Her smile and outfit and general demeanour seemed so sanguine it was just as assaulting as the sun. Or maybe I just needed to be less cynical, grumpy and get out in the daylight a bit more. I felt a pinch and I turned to Sookie, I imagined she was reproaching me for my thoughts, but she wasn't there.

And it was cold and dark. I wanted to move my wrist to see what the pain was but it wouldn't move.

No wait - I remember following the vanilla-pudding Sarah into the church, the beautiful church to be fair to whoever the FOTS had paid to design it. The light was less harsh, and streaming through the floor to ceiling windows behind the altar. The light wood that was exposed in the pews, pillars and rafters added to the effect, and continued through the corridors we went through. Past the offices, down the stairs. The wood was smooth but sharp. It hurt.

I tried to move my wrist again, this time hearing rattling, making myself jump, maybe even waking myself up a bit more. Where was I? How had it gotten so dark and so cold? I was shaking and a throbbing pain became sharper in my head and shoulder. It was like a numbness was wearing off and I felt cuts and bruises bloom down my side. I tried to remember but all I saw was the wood cladding on the walls getting darker as we were lead deeper into a labyrinth of hallways. The wood was smooth and sharp as I fell. No, there was someone holding my ankle which meant I was pulled down stairs. My fingernails hurt and I remembered or imagined clinging to the door frame, not wanting to go down any further into the darkness. I didn't know what was real or imagined but that had little impact on the echo of panic that really was taking hold of me, crawling its way down my back.

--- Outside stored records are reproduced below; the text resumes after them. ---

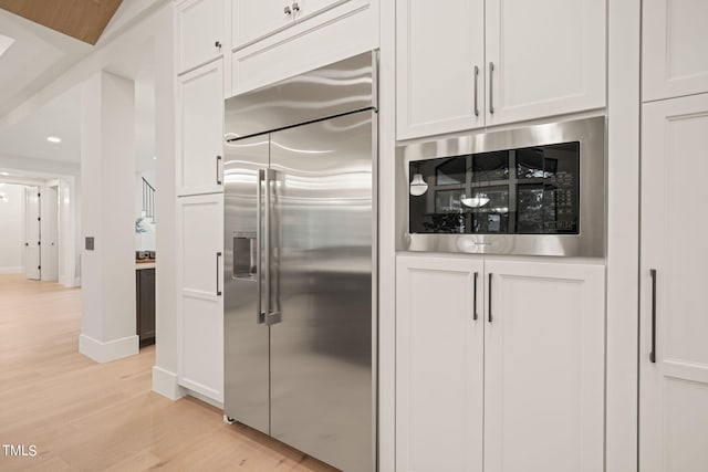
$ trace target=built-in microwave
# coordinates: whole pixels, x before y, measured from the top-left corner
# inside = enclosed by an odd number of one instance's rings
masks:
[[[397,249],[604,256],[605,118],[397,148]]]

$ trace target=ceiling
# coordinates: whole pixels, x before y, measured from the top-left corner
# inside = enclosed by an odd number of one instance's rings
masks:
[[[0,0],[0,8],[95,44],[122,0]]]
[[[0,0],[8,3],[82,3],[101,0]],[[117,3],[121,3],[119,1]],[[98,46],[59,33],[46,27],[0,10],[0,34],[14,42],[0,55],[0,119],[46,87],[61,73],[91,54],[96,48],[129,28],[142,14],[162,2],[123,0],[105,30]],[[106,38],[107,36],[107,38]],[[140,60],[136,80],[136,154],[138,170],[153,166],[154,155],[154,84],[152,57]],[[118,67],[119,69],[119,67]],[[113,71],[121,73],[121,71]],[[61,143],[50,143],[56,136]],[[81,90],[74,87],[50,99],[30,116],[0,129],[2,156],[80,162],[81,160]],[[1,166],[0,166],[1,167]]]

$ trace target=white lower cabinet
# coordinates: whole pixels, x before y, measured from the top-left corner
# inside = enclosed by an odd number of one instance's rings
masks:
[[[603,470],[604,273],[399,255],[396,470]]]
[[[178,381],[223,401],[223,196],[181,197],[178,208]]]
[[[645,104],[642,126],[639,470],[705,472],[708,94]]]

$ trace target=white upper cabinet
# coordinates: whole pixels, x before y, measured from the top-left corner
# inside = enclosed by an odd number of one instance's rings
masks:
[[[225,40],[223,0],[187,0],[177,6],[178,73],[219,57]]]
[[[642,127],[639,462],[705,472],[708,94],[645,104]]]
[[[485,124],[485,3],[398,1],[398,139]]]
[[[235,0],[231,40],[242,48],[347,0]]]
[[[605,106],[604,0],[397,7],[398,139]]]
[[[642,3],[642,98],[708,92],[708,1]]]
[[[605,106],[604,0],[486,6],[487,126]]]
[[[223,190],[221,60],[180,75],[177,83],[177,193]]]

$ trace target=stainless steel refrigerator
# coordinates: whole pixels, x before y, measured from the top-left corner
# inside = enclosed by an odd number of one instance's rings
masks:
[[[376,469],[376,54],[226,102],[225,413]]]

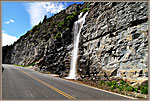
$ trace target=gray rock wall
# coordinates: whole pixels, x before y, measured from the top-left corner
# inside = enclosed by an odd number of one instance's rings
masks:
[[[148,76],[148,3],[101,2],[72,5],[28,31],[11,48],[3,48],[3,63],[31,65],[40,71],[67,76],[73,49],[73,23],[61,21],[88,6],[81,31],[79,79]],[[55,36],[61,32],[61,36]],[[8,52],[9,49],[10,51]],[[7,51],[6,51],[7,50]]]
[[[81,77],[147,77],[148,3],[91,4],[80,40]]]

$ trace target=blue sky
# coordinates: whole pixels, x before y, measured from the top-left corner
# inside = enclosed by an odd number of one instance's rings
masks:
[[[34,25],[68,6],[83,2],[2,2],[2,45],[13,44]]]

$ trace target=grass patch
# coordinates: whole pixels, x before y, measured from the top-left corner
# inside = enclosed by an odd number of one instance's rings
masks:
[[[137,92],[137,93],[141,93],[141,94],[148,94],[148,84],[144,84],[138,87],[133,87],[130,86],[128,83],[126,83],[123,80],[120,80],[119,82],[117,81],[103,81],[100,80],[97,83],[97,86],[99,88],[103,88],[103,87],[107,87],[108,89],[111,90],[118,90],[119,92],[121,91],[128,91],[128,92]]]

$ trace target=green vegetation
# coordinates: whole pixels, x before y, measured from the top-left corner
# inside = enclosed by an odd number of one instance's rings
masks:
[[[32,35],[30,34],[30,35],[29,35],[29,37],[31,38],[31,37],[32,37]]]
[[[90,7],[90,4],[88,4],[87,6],[86,6],[86,8],[89,8]]]
[[[142,94],[148,94],[148,84],[143,84],[139,86],[139,89],[141,90]]]
[[[60,22],[58,23],[58,26],[59,26],[60,28],[62,28],[63,25],[64,25],[64,20],[63,20],[63,21],[60,21]]]
[[[118,91],[129,91],[129,92],[140,92],[141,94],[148,94],[148,84],[141,85],[138,87],[132,87],[128,83],[126,83],[123,80],[117,81],[103,81],[100,80],[97,84],[98,87],[104,87],[107,86],[111,90],[118,90]]]
[[[54,37],[54,39],[57,39],[57,38],[61,38],[61,32],[58,32],[56,35],[55,35],[55,37]]]
[[[79,11],[79,13],[81,13],[81,12],[87,12],[87,11],[89,11],[89,9],[88,8],[83,8],[83,9],[81,9],[80,11]]]

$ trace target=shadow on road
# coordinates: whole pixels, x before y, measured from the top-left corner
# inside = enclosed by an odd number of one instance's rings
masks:
[[[2,72],[4,71],[4,67],[2,66]]]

I was screaming and so was Sookie. He liked it when Sookie screamed. He said he liked blondes more.

With my eyes wide open, more open than they had ever felt before I could see nothing in front of me and could only hear my laboured breathing that I couldn't slow down. I could feel a scream well up inside me. Why couldn't I move? I needed to go but I couldn't remember why it was so important to get out of this room. I wanted to put my arms in front of me to feel something, try to make sense of where I was, make sense of anything, but they were restrained above my head. That's what had been making the noise; it felt like my wrists were cuffed in manacles. I pulled on them harder, making more noise. I just needed to get free and get out of this room.

Then everything stopped. A simple touch to my chin to bring it up and looking at someone in front of me. The smallest glint on a liquid eye was all it took.

"Be calm" and I was. Even though I was chained up in a pitch black room with a vampire.